ABC News' Elizabeth Gorman reports:
In an attempt at bipartisanship, three former majority leaders of the U.S. Senate, Tom Daschle, Howard Baker, and Bob Dole, offered their solution today to the biggest obstacle to achieving health care reform -- a public option.
"While I feel very strongly that consumers should have the choice of a national, Medicare-like plan, my colleagues do not. . . But we were concerned that the ongoing health reform debate is beginning to show signs of fracture on the public plan issue, so in order to advance the process of developing bipartisan legislation and to move it forward, it's time to find consensus here," Daschle said.
"We've come too far and gained too much momentum for our efforts to fail over disagreements on one single issue," he said.
In a blow to President Obama and many of his Democratic allies in the health care fight, the plan recommends that there be no federal public option, but rather state or regional public-sponsored networks that would compete with private health plans, according to the summary released today by the Bipartisan Policy Center.
"If you want to stop this thing dead in its tracks, or dead on arrival, in my view you put the public plan in it," Dole said when asked whether there were any non-negotiables to deal with when drafting the bipartisan recommendations.

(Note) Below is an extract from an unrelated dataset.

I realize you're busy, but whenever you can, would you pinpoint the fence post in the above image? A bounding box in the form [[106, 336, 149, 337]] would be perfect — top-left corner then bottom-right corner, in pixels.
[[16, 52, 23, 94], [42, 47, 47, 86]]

"I had a lot of trouble with [individual] mandates just as Tom had trouble with the public plan. ... But if we can't compromise, how do we expect anyone else, how are we going to get a bill passed," Dole said. "We weren't going let two or three issues derail our total effort."
The White House praised the Bipartisan Policy Center’s approach in a statement that continues to touch on only the broadest of goals.
"This group of extraordinarily experienced legislators agree with the President that health reform must be enacted this year because the status quo -- skyrocketing health care costs, rising premiums, swelling deficits – is unsustainable," said White House Press Secretary Robert Gibbs.
"With this report, they have demonstrated what can be achieved with bipartisan effort. The Bipartisan Policy Center has produced a significant report, and the White House applauds their efforts," added Gibbs.
Both Dole and Daschle agreed that for health care reform to truly be considered bipartisan there would be at least 20 Republican votes needed.
"My colleagues and I believe this modest compromise could bring about a bridge that any riffs in the debate might otherwise generate," Daschle said. "I believe there will be a compromise on the public plan option in the very near future – if not our approach, then it will be one of the other proposals already being considerd as they circulate."
The bipartisan plan, which Dole said is totally cost neutral, taxes medical benefits of premiums exceeding $15,000 annually. As a presidential candidate, Barack Obama opposed any such taxing of health care benefits.
"Someone has to give; better everyone puts in the pot," he said.
Last Monday, the Congressional Budget Office estimated Sen. Kennedy's health care proposal at $1.3 trillion over ten years.